No que diz respeito à fase de publicação e divulgação dos resultados, frequentemente, após a publicação dos resultados o país examinado convida o Director do CAD ou o Secretariado para uma apresentação pública do relatório, o que constitui um momento essencial de mobilização do debate público em torno das questões da ajuda ao desenvolvimento.
Por fim, a fase de follow-up, ou seja, de implementação das recomendações está a ser implementada com crescente regularidade visitas do CAD de meio-percurso para aferir o avanço da implementação das recomendações, as quais constituem também bons momentos de colocar informação relevante ao dispor dos responsáveis pela cooperação.

ALGUMAS QUESTÕES PARA O FUTURO:
Exames inter-pares e Eficácia da Ajuda ou do Desenvolvimento?
No quadro da crescente enfâse na Eficácia do Desenvolvimento, ou seja de enfoque das atenções nos impactos mais do que nos procedimentos, é de notar que os exames inter-pares ainda assentam mais sobre a quantidade da ajuda e a qualidade dos procedimentos e mecanismos, mas não analisam suficientemente os impactos no País em Desenvolvimento, onde são recolhidos poucos dados. O exame também não é reciproco, facto que tem sido notado designadament pelas Nações Unidas, que ao abrigo dos princípios de responsabilidade mútua e transparência sugerem a inclusão de representantes dos governos dos países parceiros, parlamentos e representantes da sociedade civil nos exames do CAD/OCDE.
Existem no entanto alguns esforços de revisão inter-pares entre Países do CAD e países africanos, como o chamado Exame Mútuo de Eficácia do Desenvolvimento em África, que tem sido levado a cabo pela UNECA e OCDE em conjunto, ao longo dos últimos três anos MRDE. No entanto ainda se trata de um mecanismo de análise da acção colectiva, onde as responsabilidades individuais acabam por ficar diluídas.

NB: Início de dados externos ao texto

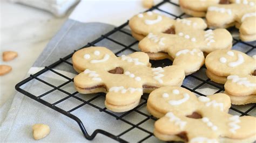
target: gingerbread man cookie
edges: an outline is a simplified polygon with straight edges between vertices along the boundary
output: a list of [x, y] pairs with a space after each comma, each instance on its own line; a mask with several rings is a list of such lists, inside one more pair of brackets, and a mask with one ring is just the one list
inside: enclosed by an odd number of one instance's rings
[[244, 41], [256, 40], [256, 1], [231, 1], [231, 4], [208, 8], [207, 24], [210, 27], [228, 27], [235, 25], [239, 29], [240, 39]]
[[[171, 19], [163, 15], [157, 14], [151, 11], [140, 13], [133, 16], [129, 21], [129, 26], [132, 31], [133, 36], [138, 40], [141, 40], [149, 33], [163, 33], [169, 34], [184, 34], [184, 38], [188, 39], [193, 42], [196, 41], [197, 33], [199, 32], [205, 36], [204, 40], [207, 46], [200, 47], [200, 49], [205, 53], [208, 53], [216, 49], [230, 48], [232, 47], [232, 36], [226, 30], [218, 30], [224, 38], [222, 43], [214, 46], [210, 46], [212, 43], [219, 40], [215, 38], [216, 36], [211, 31], [207, 32], [204, 31], [207, 25], [204, 20], [200, 18], [188, 18], [184, 19], [178, 18], [176, 20]], [[204, 33], [205, 32], [205, 33]], [[194, 36], [195, 34], [195, 36]], [[186, 35], [187, 35], [185, 37]], [[217, 43], [219, 42], [217, 41]], [[214, 47], [214, 48], [213, 48]], [[173, 57], [163, 52], [147, 52], [150, 59], [160, 60], [165, 58], [172, 59]]]
[[218, 4], [226, 4], [230, 0], [179, 0], [179, 5], [183, 11], [194, 17], [205, 17], [207, 8]]
[[256, 118], [228, 114], [228, 96], [217, 94], [197, 97], [179, 87], [152, 92], [148, 110], [160, 118], [154, 134], [165, 141], [186, 142], [252, 142], [255, 140]]
[[211, 80], [225, 84], [232, 104], [256, 103], [255, 59], [235, 50], [217, 50], [206, 56], [205, 66]]
[[150, 67], [143, 52], [117, 57], [105, 47], [91, 47], [79, 50], [72, 56], [76, 90], [82, 94], [105, 92], [106, 107], [114, 112], [132, 109], [143, 92], [163, 86], [181, 85], [185, 78], [183, 69], [172, 66]]

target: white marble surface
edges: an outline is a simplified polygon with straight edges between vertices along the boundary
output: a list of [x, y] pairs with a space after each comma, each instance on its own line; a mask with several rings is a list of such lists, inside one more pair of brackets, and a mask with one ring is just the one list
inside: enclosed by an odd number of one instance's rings
[[[0, 64], [12, 67], [11, 73], [0, 76], [0, 108], [16, 92], [15, 85], [25, 76], [45, 45], [60, 27], [68, 16], [57, 18], [50, 13], [0, 1], [0, 53], [14, 51], [18, 56]], [[71, 10], [72, 11], [72, 10]]]

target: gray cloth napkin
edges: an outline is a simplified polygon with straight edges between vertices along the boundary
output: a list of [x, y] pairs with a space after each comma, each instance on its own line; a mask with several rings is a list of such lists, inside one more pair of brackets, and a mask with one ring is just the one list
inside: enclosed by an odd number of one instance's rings
[[[68, 20], [48, 44], [31, 69], [49, 66], [58, 60], [59, 58], [72, 53], [73, 50], [82, 47], [86, 45], [88, 42], [91, 42], [102, 34], [107, 33], [113, 27], [113, 26], [105, 24], [97, 23], [85, 24], [70, 19]], [[124, 30], [126, 30], [124, 29]], [[128, 30], [126, 31], [129, 32]], [[131, 37], [120, 32], [111, 35], [110, 37], [126, 45], [136, 41]], [[96, 45], [106, 47], [113, 52], [116, 52], [124, 48], [107, 39], [98, 42]], [[138, 49], [138, 45], [134, 45], [132, 48]], [[239, 48], [240, 47], [238, 48]], [[132, 51], [127, 49], [119, 55], [128, 54], [132, 52]], [[72, 62], [71, 59], [69, 59], [69, 61]], [[62, 63], [57, 66], [55, 68], [55, 70], [70, 78], [73, 78], [77, 74], [72, 67], [66, 63]], [[207, 77], [205, 75], [205, 69], [202, 68], [193, 75], [206, 80]], [[51, 72], [47, 72], [38, 76], [38, 78], [55, 86], [58, 86], [68, 81]], [[188, 88], [193, 88], [201, 83], [201, 81], [188, 77], [184, 80], [183, 85]], [[219, 85], [223, 86], [220, 84]], [[51, 87], [36, 80], [33, 80], [24, 85], [22, 88], [36, 96], [39, 96], [52, 89]], [[64, 85], [61, 89], [70, 93], [76, 92], [72, 82]], [[205, 95], [213, 94], [218, 90], [218, 89], [207, 84], [204, 84], [196, 90], [197, 91]], [[44, 96], [42, 99], [53, 103], [68, 96], [60, 91], [55, 90]], [[95, 95], [77, 94], [77, 96], [87, 100], [93, 97]], [[91, 103], [104, 108], [105, 107], [104, 101], [104, 97], [100, 96], [92, 101]], [[57, 104], [57, 106], [68, 111], [82, 103], [83, 103], [82, 102], [76, 99], [70, 98]], [[239, 107], [239, 110], [246, 111], [252, 106], [252, 104], [241, 106]], [[32, 126], [37, 123], [47, 124], [51, 128], [51, 132], [49, 135], [39, 140], [39, 142], [91, 141], [85, 138], [78, 125], [73, 120], [19, 92], [16, 93], [10, 108], [8, 106], [6, 105], [5, 108], [0, 109], [1, 113], [0, 124], [2, 124], [0, 128], [1, 142], [36, 141], [32, 137]], [[235, 108], [238, 108], [237, 106]], [[137, 110], [145, 114], [150, 115], [146, 111], [146, 104]], [[91, 134], [95, 130], [100, 128], [117, 135], [127, 129], [131, 128], [129, 132], [120, 136], [121, 138], [130, 142], [137, 142], [150, 135], [137, 127], [132, 128], [131, 125], [120, 120], [116, 120], [114, 117], [104, 112], [99, 112], [98, 109], [89, 105], [85, 105], [71, 113], [79, 118], [83, 121], [89, 134]], [[240, 115], [240, 113], [231, 110], [230, 110], [230, 113]], [[254, 113], [252, 113], [251, 115], [254, 115]], [[115, 114], [120, 115], [120, 113]], [[145, 116], [133, 111], [124, 116], [123, 118], [133, 124], [136, 124], [147, 118]], [[153, 119], [148, 119], [143, 123], [139, 124], [139, 126], [152, 132], [154, 122]], [[100, 134], [98, 134], [91, 141], [115, 142], [111, 138]], [[151, 136], [145, 141], [147, 142], [160, 142], [154, 136]]]

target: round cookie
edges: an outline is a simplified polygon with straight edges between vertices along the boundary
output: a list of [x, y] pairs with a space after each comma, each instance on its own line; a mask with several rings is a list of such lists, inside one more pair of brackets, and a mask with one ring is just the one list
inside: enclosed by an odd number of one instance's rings
[[154, 134], [161, 140], [186, 142], [254, 141], [256, 118], [228, 114], [230, 106], [230, 98], [225, 94], [197, 98], [179, 87], [154, 90], [147, 105], [150, 112], [160, 118], [155, 122]]
[[184, 70], [179, 66], [150, 67], [148, 55], [135, 52], [117, 57], [105, 47], [80, 49], [72, 56], [76, 89], [82, 94], [105, 92], [106, 107], [114, 112], [138, 105], [143, 92], [163, 86], [181, 85]]

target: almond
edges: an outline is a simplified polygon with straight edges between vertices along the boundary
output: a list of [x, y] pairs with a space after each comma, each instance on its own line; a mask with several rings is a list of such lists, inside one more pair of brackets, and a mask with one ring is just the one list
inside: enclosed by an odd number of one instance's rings
[[9, 73], [11, 70], [11, 67], [8, 65], [0, 65], [0, 76]]
[[3, 60], [9, 61], [13, 60], [18, 56], [18, 53], [14, 51], [5, 51], [3, 52]]
[[33, 136], [35, 140], [39, 140], [45, 137], [50, 133], [50, 127], [48, 125], [37, 124], [33, 125]]
[[147, 9], [151, 8], [154, 5], [153, 0], [142, 0], [142, 5], [143, 7]]

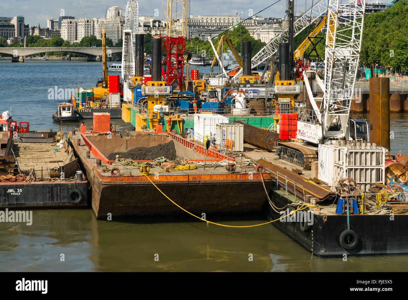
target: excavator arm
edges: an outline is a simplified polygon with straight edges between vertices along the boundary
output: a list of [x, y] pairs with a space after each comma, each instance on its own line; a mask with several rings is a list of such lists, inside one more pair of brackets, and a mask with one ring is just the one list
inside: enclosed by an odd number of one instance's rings
[[[234, 57], [237, 60], [237, 62], [238, 63], [238, 65], [239, 65], [239, 68], [242, 69], [242, 58], [238, 54], [238, 51], [237, 51], [237, 49], [235, 49], [235, 47], [234, 47], [234, 45], [232, 44], [232, 42], [231, 42], [231, 40], [230, 40], [229, 38], [228, 37], [228, 34], [224, 34], [221, 37], [220, 39], [220, 42], [218, 43], [218, 47], [217, 48], [217, 53], [218, 53], [220, 51], [220, 48], [221, 47], [221, 44], [222, 44], [222, 42], [224, 41], [225, 41], [226, 42], [227, 44], [228, 45], [228, 47], [231, 50], [231, 52], [232, 52], [233, 54], [234, 55]], [[213, 67], [214, 66], [214, 64], [215, 63], [215, 61], [216, 60], [217, 57], [215, 56], [214, 57], [214, 59], [213, 60], [213, 63], [211, 64], [211, 71], [213, 70]]]
[[102, 27], [102, 87], [108, 87], [108, 67], [106, 55], [106, 39], [105, 36], [105, 27]]
[[308, 47], [311, 44], [312, 42], [315, 39], [318, 33], [321, 31], [327, 21], [327, 15], [326, 14], [320, 20], [313, 31], [310, 33], [308, 36], [306, 37], [306, 38], [300, 43], [299, 47], [294, 51], [293, 59], [295, 61], [300, 59], [300, 57], [305, 53]]

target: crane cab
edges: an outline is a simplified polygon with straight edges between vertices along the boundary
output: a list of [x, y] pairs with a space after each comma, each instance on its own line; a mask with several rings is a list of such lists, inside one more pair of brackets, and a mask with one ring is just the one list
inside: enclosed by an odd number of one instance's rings
[[349, 119], [346, 139], [349, 140], [363, 140], [370, 142], [370, 130], [373, 125], [365, 120]]

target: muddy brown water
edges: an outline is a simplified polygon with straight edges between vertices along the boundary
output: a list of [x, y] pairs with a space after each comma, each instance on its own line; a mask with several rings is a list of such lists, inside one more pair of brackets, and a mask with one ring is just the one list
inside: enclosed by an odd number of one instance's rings
[[[32, 130], [58, 129], [52, 116], [63, 100], [49, 99], [49, 89], [71, 88], [78, 82], [84, 87], [93, 87], [102, 72], [99, 62], [0, 64], [0, 77], [4, 80], [0, 112], [12, 107], [13, 118], [29, 121]], [[27, 88], [26, 78], [35, 84]], [[25, 109], [28, 107], [29, 112]], [[391, 120], [393, 153], [400, 149], [408, 153], [408, 115], [392, 114]], [[92, 125], [91, 120], [85, 122]], [[129, 129], [121, 120], [111, 122], [118, 129]], [[64, 123], [64, 131], [80, 123]], [[408, 255], [349, 256], [347, 262], [342, 258], [312, 256], [309, 250], [271, 224], [207, 227], [203, 221], [183, 216], [97, 221], [90, 209], [34, 210], [33, 219], [31, 226], [0, 222], [0, 271], [406, 271], [408, 264]], [[211, 220], [234, 226], [265, 222], [260, 214]]]

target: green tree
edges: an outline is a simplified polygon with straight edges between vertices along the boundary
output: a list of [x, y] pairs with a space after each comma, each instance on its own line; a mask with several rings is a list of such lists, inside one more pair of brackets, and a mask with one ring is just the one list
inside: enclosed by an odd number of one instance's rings
[[0, 47], [7, 47], [7, 40], [2, 36], [0, 37]]
[[53, 36], [51, 38], [48, 40], [48, 47], [61, 47], [64, 42], [64, 40], [59, 36]]

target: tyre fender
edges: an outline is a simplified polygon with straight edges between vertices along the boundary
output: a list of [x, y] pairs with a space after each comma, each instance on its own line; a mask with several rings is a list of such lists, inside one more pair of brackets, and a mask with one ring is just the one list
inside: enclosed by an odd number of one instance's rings
[[72, 204], [79, 204], [83, 198], [82, 192], [78, 189], [73, 189], [68, 193], [68, 200]]
[[340, 244], [345, 249], [353, 249], [358, 244], [358, 236], [351, 229], [346, 229], [340, 234]]

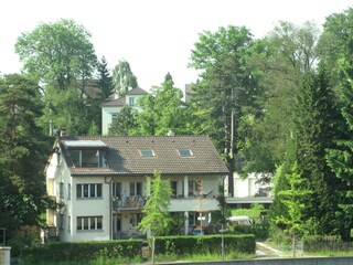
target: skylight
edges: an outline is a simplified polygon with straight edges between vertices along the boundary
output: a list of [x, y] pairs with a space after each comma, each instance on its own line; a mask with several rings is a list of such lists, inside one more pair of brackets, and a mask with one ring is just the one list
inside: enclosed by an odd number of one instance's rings
[[193, 156], [191, 149], [186, 149], [186, 148], [178, 149], [178, 152], [179, 152], [179, 156], [181, 156], [181, 157], [192, 157]]
[[140, 149], [141, 157], [156, 157], [153, 149]]

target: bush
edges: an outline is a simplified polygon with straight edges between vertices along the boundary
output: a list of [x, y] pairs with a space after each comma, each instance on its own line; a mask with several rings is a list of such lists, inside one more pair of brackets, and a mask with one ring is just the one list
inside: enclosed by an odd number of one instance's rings
[[342, 246], [342, 240], [335, 235], [310, 235], [302, 237], [304, 252], [336, 251]]
[[24, 264], [40, 262], [60, 263], [65, 261], [83, 262], [99, 258], [103, 254], [107, 258], [136, 258], [141, 255], [142, 241], [109, 241], [109, 242], [55, 242], [23, 250], [21, 259]]
[[[193, 255], [221, 253], [221, 235], [204, 236], [161, 236], [156, 239], [156, 254]], [[224, 235], [227, 252], [255, 254], [254, 235]]]

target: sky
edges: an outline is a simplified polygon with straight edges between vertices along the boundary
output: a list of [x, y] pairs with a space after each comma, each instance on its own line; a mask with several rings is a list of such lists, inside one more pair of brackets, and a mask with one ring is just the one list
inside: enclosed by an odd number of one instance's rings
[[0, 4], [0, 74], [20, 72], [18, 36], [40, 23], [73, 19], [92, 33], [98, 59], [113, 70], [129, 62], [141, 88], [164, 81], [169, 72], [179, 88], [197, 80], [188, 67], [200, 33], [220, 26], [246, 26], [255, 39], [280, 20], [297, 25], [353, 7], [352, 0], [11, 0]]

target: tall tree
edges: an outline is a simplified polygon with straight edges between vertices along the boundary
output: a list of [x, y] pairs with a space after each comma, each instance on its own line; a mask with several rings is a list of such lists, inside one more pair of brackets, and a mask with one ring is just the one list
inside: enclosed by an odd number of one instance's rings
[[55, 83], [60, 89], [65, 89], [75, 80], [89, 78], [96, 68], [97, 57], [89, 38], [84, 26], [62, 19], [22, 33], [15, 52], [25, 72], [42, 83]]
[[93, 95], [87, 87], [97, 65], [89, 38], [84, 26], [65, 19], [42, 23], [18, 38], [15, 52], [24, 71], [43, 84], [42, 121], [47, 128], [66, 127], [72, 135], [88, 131], [94, 118], [89, 109]]
[[[353, 220], [353, 9], [329, 17], [324, 23], [322, 43], [330, 45], [323, 49], [323, 62], [329, 64], [333, 80], [338, 86], [341, 113], [344, 124], [335, 123], [340, 137], [336, 137], [336, 147], [331, 148], [327, 156], [328, 162], [335, 176], [345, 184], [341, 189], [344, 200], [339, 204], [344, 214], [341, 214], [341, 227], [345, 230], [343, 236], [349, 236]], [[333, 41], [334, 40], [334, 41]], [[333, 41], [333, 43], [331, 43]], [[324, 45], [322, 45], [323, 47]], [[332, 54], [331, 54], [331, 51]]]
[[142, 212], [145, 216], [138, 227], [143, 233], [151, 232], [152, 236], [152, 264], [154, 264], [154, 241], [169, 229], [171, 222], [168, 213], [172, 190], [168, 180], [162, 179], [161, 172], [156, 171], [149, 187], [149, 199]]
[[137, 77], [133, 75], [130, 64], [126, 60], [120, 60], [113, 70], [113, 81], [116, 97], [121, 97], [129, 89], [138, 86]]
[[108, 63], [103, 56], [100, 59], [100, 62], [98, 62], [98, 84], [101, 89], [101, 97], [103, 99], [109, 98], [113, 94], [114, 89], [114, 83], [113, 83], [113, 76], [110, 75], [110, 72], [108, 70]]
[[141, 97], [141, 112], [137, 115], [139, 135], [167, 135], [185, 132], [185, 107], [182, 102], [182, 91], [174, 87], [170, 73], [165, 75], [161, 86], [154, 86], [151, 92]]
[[[253, 39], [246, 28], [220, 28], [205, 31], [192, 51], [190, 66], [200, 70], [200, 82], [194, 84], [192, 99], [203, 120], [202, 127], [218, 150], [224, 151], [229, 171], [234, 171], [236, 141], [242, 117], [256, 113], [257, 75], [247, 67]], [[233, 193], [233, 178], [228, 189]]]
[[298, 169], [312, 191], [304, 201], [303, 216], [320, 224], [318, 233], [340, 233], [342, 182], [335, 178], [325, 161], [327, 149], [335, 147], [335, 124], [342, 120], [335, 97], [323, 67], [318, 74], [307, 74], [298, 93], [295, 112], [293, 138]]
[[36, 123], [42, 107], [35, 82], [17, 74], [0, 78], [0, 223], [9, 235], [38, 225], [45, 210], [50, 144]]
[[315, 68], [320, 31], [312, 22], [296, 25], [280, 21], [258, 45], [266, 52], [255, 53], [250, 64], [261, 73], [259, 84], [265, 87], [263, 109], [245, 119], [240, 146], [246, 160], [245, 172], [272, 174], [276, 165], [286, 157], [293, 131], [295, 103], [302, 76]]
[[116, 119], [109, 128], [109, 135], [114, 136], [129, 136], [136, 130], [137, 113], [130, 106], [125, 106], [120, 113], [117, 114]]

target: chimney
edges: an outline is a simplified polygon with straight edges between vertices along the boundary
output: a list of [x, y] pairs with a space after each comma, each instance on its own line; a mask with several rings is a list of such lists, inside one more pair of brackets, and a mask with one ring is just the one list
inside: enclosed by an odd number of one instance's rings
[[175, 136], [175, 132], [172, 131], [172, 130], [169, 130], [168, 134], [167, 134], [167, 136]]
[[62, 128], [60, 130], [60, 137], [65, 137], [66, 136], [66, 128]]

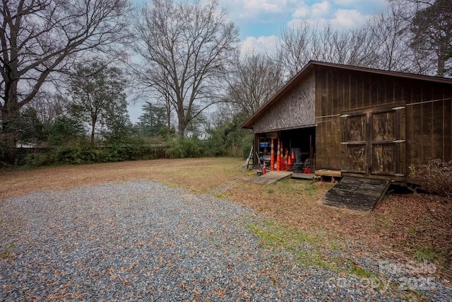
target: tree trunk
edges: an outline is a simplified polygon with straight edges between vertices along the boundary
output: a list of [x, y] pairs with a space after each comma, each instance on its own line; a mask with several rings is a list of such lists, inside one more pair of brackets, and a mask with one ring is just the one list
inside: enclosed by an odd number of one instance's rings
[[437, 70], [437, 73], [438, 73], [438, 76], [441, 76], [441, 77], [444, 77], [444, 71], [445, 71], [445, 61], [446, 61], [446, 49], [447, 47], [445, 47], [442, 45], [442, 44], [440, 43], [439, 49], [438, 49], [438, 70]]
[[17, 100], [17, 81], [6, 85], [6, 100], [1, 108], [1, 132], [0, 132], [0, 166], [13, 165], [16, 163], [16, 144], [19, 129], [14, 127], [17, 120], [20, 104]]

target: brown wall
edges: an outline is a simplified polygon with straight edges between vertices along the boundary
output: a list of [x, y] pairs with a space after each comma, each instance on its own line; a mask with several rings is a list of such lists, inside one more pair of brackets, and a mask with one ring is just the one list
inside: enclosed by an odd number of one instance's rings
[[406, 141], [398, 146], [401, 172], [429, 158], [452, 159], [452, 86], [321, 66], [315, 76], [317, 169], [345, 168], [341, 115], [400, 105], [398, 139]]
[[263, 133], [312, 126], [315, 123], [315, 77], [307, 76], [302, 85], [296, 86], [280, 101], [268, 108], [256, 121], [254, 133]]

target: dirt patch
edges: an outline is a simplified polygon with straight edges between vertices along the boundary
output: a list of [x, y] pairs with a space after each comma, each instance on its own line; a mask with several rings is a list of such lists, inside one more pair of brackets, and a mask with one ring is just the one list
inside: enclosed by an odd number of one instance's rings
[[244, 161], [202, 158], [128, 161], [50, 167], [0, 173], [0, 198], [32, 191], [148, 179], [191, 192], [212, 194], [244, 204], [301, 230], [364, 244], [381, 257], [434, 262], [452, 279], [452, 236], [443, 221], [452, 221], [451, 202], [422, 194], [389, 192], [369, 214], [320, 205], [333, 185], [289, 179], [261, 185], [241, 181]]

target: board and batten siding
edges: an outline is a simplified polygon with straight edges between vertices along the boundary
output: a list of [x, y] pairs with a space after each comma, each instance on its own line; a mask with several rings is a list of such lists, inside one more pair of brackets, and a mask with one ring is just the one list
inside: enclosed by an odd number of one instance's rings
[[255, 134], [314, 126], [316, 78], [307, 75], [276, 104], [268, 108], [254, 123]]
[[[452, 159], [452, 86], [321, 66], [315, 74], [317, 168], [345, 168], [343, 115], [362, 113], [376, 117], [375, 112], [390, 112], [393, 108], [402, 108], [396, 110], [396, 120], [391, 122], [397, 127], [396, 139], [403, 141], [398, 145], [398, 173], [408, 176], [411, 164], [426, 163], [429, 159]], [[378, 127], [371, 120], [365, 131], [371, 136]], [[371, 153], [366, 156], [370, 158], [378, 149], [368, 150]], [[369, 163], [371, 170], [374, 161], [371, 158]]]

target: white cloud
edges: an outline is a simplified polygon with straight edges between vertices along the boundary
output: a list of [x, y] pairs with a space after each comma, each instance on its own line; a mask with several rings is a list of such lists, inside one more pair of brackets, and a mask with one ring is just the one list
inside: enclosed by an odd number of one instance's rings
[[315, 3], [311, 6], [311, 13], [313, 17], [321, 17], [330, 13], [331, 4], [327, 1]]
[[369, 18], [363, 16], [355, 9], [338, 9], [334, 13], [335, 18], [330, 20], [333, 28], [352, 28], [364, 24]]
[[302, 4], [295, 10], [295, 11], [294, 11], [292, 16], [295, 19], [306, 18], [309, 16], [309, 7], [304, 4]]
[[231, 16], [240, 18], [262, 18], [278, 14], [287, 9], [290, 0], [221, 0]]
[[246, 37], [240, 44], [241, 52], [272, 52], [276, 49], [278, 39], [275, 35]]

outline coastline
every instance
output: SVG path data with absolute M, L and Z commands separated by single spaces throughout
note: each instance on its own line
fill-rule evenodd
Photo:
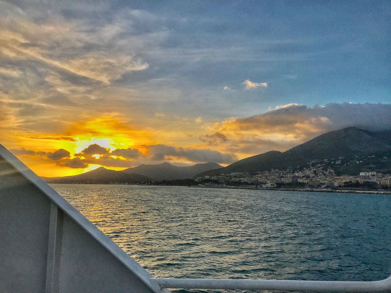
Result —
M 316 188 L 265 188 L 261 187 L 240 187 L 240 186 L 192 186 L 189 187 L 200 188 L 221 188 L 223 189 L 244 189 L 252 190 L 277 190 L 283 191 L 298 191 L 306 192 L 331 192 L 337 193 L 362 193 L 363 194 L 391 195 L 391 191 L 384 191 L 376 190 L 350 190 L 345 189 L 319 189 Z

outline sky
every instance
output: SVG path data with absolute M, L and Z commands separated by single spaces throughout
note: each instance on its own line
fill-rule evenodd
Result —
M 0 1 L 0 143 L 40 176 L 391 127 L 391 2 Z

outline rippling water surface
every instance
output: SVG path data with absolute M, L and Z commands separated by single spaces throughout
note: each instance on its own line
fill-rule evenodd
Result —
M 391 273 L 390 195 L 52 186 L 156 277 L 374 280 Z

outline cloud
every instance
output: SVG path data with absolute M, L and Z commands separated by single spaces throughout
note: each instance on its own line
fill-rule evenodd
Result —
M 22 72 L 17 69 L 0 67 L 0 75 L 5 75 L 11 77 L 19 77 L 22 74 Z
M 15 155 L 32 155 L 36 154 L 36 153 L 33 150 L 26 150 L 24 148 L 20 148 L 19 150 L 15 148 L 11 148 L 9 150 L 9 151 Z
M 200 137 L 199 139 L 204 142 L 207 142 L 210 145 L 218 144 L 228 140 L 227 136 L 219 131 L 216 131 L 213 134 L 206 134 Z
M 260 86 L 262 88 L 267 87 L 267 84 L 266 82 L 261 82 L 260 83 L 253 82 L 252 82 L 250 81 L 248 79 L 246 79 L 244 80 L 244 82 L 242 83 L 242 84 L 245 85 L 246 86 L 246 88 L 247 89 L 254 88 L 258 86 Z
M 311 107 L 291 103 L 210 127 L 200 137 L 208 145 L 245 157 L 272 150 L 284 151 L 328 131 L 355 127 L 370 131 L 391 127 L 391 104 L 330 103 Z M 218 139 L 218 133 L 226 139 Z
M 54 152 L 36 152 L 31 150 L 27 150 L 24 148 L 20 149 L 11 149 L 10 151 L 15 155 L 27 155 L 29 156 L 39 156 L 43 157 L 53 161 L 57 161 L 63 158 L 68 158 L 70 156 L 70 153 L 63 148 L 60 148 Z
M 80 158 L 63 160 L 57 162 L 57 164 L 59 166 L 75 169 L 84 168 L 88 166 L 88 163 L 84 160 L 82 160 Z
M 142 155 L 136 148 L 117 149 L 113 151 L 111 155 L 122 157 L 125 159 L 134 159 L 139 158 Z
M 170 157 L 196 163 L 215 162 L 227 164 L 233 163 L 237 157 L 232 154 L 222 153 L 208 149 L 176 148 L 164 145 L 146 146 L 150 159 L 155 161 L 169 159 Z
M 51 160 L 56 161 L 63 158 L 68 158 L 70 157 L 70 153 L 63 148 L 60 148 L 53 152 L 47 153 L 46 155 Z
M 88 147 L 84 148 L 80 152 L 75 154 L 75 155 L 77 157 L 81 157 L 84 155 L 90 156 L 96 154 L 106 155 L 109 154 L 109 151 L 108 149 L 94 143 L 88 146 Z
M 74 142 L 77 140 L 70 136 L 59 136 L 59 137 L 43 137 L 30 136 L 30 138 L 33 139 L 46 139 L 47 140 L 65 140 L 68 141 Z

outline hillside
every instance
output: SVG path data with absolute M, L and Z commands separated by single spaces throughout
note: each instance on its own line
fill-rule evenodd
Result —
M 89 183 L 102 184 L 111 182 L 121 183 L 141 182 L 152 180 L 149 177 L 138 174 L 109 170 L 103 167 L 78 175 L 55 178 L 44 177 L 43 179 L 49 183 Z
M 122 172 L 139 174 L 151 177 L 154 180 L 161 181 L 187 179 L 202 172 L 222 168 L 217 163 L 212 162 L 196 164 L 186 167 L 178 167 L 166 162 L 157 165 L 143 164 L 137 167 L 127 169 Z
M 244 159 L 226 167 L 201 173 L 196 177 L 285 169 L 317 159 L 360 155 L 391 150 L 391 130 L 371 132 L 348 127 L 325 133 L 283 153 L 271 151 Z

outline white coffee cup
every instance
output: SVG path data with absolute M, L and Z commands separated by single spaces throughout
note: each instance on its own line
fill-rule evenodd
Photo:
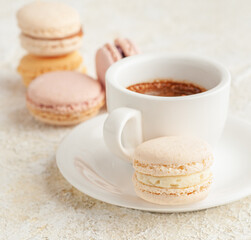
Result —
M 199 94 L 159 97 L 128 86 L 154 79 L 188 81 L 207 89 Z M 220 63 L 204 57 L 142 54 L 113 64 L 106 74 L 107 147 L 131 161 L 142 141 L 170 135 L 193 135 L 214 147 L 227 117 L 231 76 Z

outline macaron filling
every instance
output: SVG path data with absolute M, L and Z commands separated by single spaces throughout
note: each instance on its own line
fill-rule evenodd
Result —
M 210 169 L 183 176 L 156 177 L 135 172 L 138 181 L 160 188 L 187 188 L 199 185 L 212 177 Z
M 178 176 L 201 172 L 209 168 L 213 163 L 213 157 L 203 160 L 202 162 L 190 162 L 186 164 L 146 164 L 134 160 L 133 167 L 137 172 L 153 176 Z
M 44 112 L 51 112 L 56 114 L 78 113 L 87 111 L 90 108 L 101 104 L 104 101 L 104 91 L 101 91 L 99 96 L 97 96 L 96 98 L 90 99 L 82 103 L 46 105 L 43 103 L 36 103 L 32 101 L 28 95 L 26 97 L 26 100 L 31 107 Z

Exames inter-pares e novos Países Doadores?
O aparecimento de novos Países Doad,ores designadamente as potencias emergentes como China, India e países Árabes tem tido um impacto sobre a eficácia do mecanismo dos exames inter-pares tal como definido pela OCDE e sugere a questão de como se pode manter o compromisso com estes padrões num contexto de novos actores. Os novos Países Doadores não se têm mostrado particularmente abertos a enquadrar-se neste esquema de monitorização. Embora a prática de avaliação esteja presente na maioria destes novos países e haja mesmo preocupações comuns na área do desenvolvimento e redução da pobreza, facilitando assim a possibilidade de peer-reviews, estes países tipicamente dão menos valor à ideia de transparência e publicitação. No caso da China, a APD é dada num pacote que inclui elementos de cooperação económica, sendo difícil distinguir as duas e reclamar transparência. A questão está entre resistir e pressionar a China a alterar o seu modelo em favor do modelo dos exames inter-pares ou fazer uma síntese entre abordagens que acabe por gerar transparência do sistema como um by-product. Outros países  apresentam modelos próprios, como o Brasil, que fornece a grande parte da sua APD sob a forma de assistência técnica e transferência de conhecimentos.